Das Bändchen als Alternative zu Kondensator- und Tauchspulenmikrofon

Workshop: Gitarrenaufnahme mit dem Bändchenmikrofon

Wie klingen Gitarrenaufnahmen mit dem Bändchenmikrofon? Was ergibt der Vergleich mit einem Kondensatormikrofon und einem dynamischen Mikrofon? Unser Workshop enthüllt das Rätsel.

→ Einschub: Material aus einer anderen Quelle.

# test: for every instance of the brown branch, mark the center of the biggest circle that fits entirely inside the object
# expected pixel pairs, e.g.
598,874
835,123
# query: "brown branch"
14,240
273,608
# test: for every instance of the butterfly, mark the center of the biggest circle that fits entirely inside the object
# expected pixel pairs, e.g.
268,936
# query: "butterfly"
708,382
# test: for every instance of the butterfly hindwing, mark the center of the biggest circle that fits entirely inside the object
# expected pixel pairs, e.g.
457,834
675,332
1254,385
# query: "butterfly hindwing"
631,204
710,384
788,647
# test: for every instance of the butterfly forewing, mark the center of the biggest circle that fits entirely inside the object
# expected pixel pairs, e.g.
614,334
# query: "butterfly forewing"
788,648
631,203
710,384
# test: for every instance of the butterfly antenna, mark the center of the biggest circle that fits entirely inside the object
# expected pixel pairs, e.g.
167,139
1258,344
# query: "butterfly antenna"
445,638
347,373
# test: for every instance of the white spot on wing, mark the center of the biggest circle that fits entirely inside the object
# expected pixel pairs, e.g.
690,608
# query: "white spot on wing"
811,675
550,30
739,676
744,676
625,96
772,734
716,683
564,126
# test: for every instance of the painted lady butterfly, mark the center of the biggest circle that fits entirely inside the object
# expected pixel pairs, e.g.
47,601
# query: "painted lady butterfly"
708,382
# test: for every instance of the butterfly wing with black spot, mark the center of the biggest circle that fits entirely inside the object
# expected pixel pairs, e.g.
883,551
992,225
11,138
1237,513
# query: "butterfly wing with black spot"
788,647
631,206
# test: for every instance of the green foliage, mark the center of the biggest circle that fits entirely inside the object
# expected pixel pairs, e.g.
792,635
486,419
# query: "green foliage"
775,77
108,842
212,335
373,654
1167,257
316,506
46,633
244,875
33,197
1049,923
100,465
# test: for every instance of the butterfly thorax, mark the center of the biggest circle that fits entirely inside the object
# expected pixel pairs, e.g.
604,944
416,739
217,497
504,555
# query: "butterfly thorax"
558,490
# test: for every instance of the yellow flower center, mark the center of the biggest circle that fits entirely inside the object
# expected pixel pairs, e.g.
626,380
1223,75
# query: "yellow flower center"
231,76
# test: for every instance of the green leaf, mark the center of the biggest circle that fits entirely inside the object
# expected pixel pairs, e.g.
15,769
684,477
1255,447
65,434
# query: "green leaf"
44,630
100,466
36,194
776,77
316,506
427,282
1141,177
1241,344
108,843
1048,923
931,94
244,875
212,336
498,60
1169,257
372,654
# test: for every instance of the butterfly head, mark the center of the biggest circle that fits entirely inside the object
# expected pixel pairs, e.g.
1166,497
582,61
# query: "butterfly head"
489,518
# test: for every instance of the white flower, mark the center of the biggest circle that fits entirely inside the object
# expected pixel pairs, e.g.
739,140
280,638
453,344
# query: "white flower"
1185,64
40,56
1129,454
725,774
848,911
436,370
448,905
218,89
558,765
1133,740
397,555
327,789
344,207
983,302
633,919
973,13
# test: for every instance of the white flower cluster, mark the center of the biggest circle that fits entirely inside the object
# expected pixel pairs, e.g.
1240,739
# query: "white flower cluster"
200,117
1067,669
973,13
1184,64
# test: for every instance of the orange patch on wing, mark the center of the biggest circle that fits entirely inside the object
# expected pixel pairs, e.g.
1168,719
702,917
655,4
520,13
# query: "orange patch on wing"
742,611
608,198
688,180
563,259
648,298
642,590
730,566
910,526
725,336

Als mir der DHL-Bote das günstige Bändchenmikrofon der Thomann-Eigenmarke the t.bone übergab, war ich neugierig. Natürlich kenne auch ich die Lobeshymnen, die nicht nur von Staringenieuren auf Bändchenmikrofone wie dem Coles 4038 gesungen werden. Knapp 1300 Euro muss man für dieses Modell auf die Ladentheke legen. Nun verspricht Thomann ein ähnliches Klangerlebnis für deutlich unter 200 Euro. Kann das klappen? Und was ist überhaupt dran am Mythos Bändchen, was gerade für Gitarrenaufnahmen als Geheimtipp gehandelt wird? Mehr erfahrt ihr hier.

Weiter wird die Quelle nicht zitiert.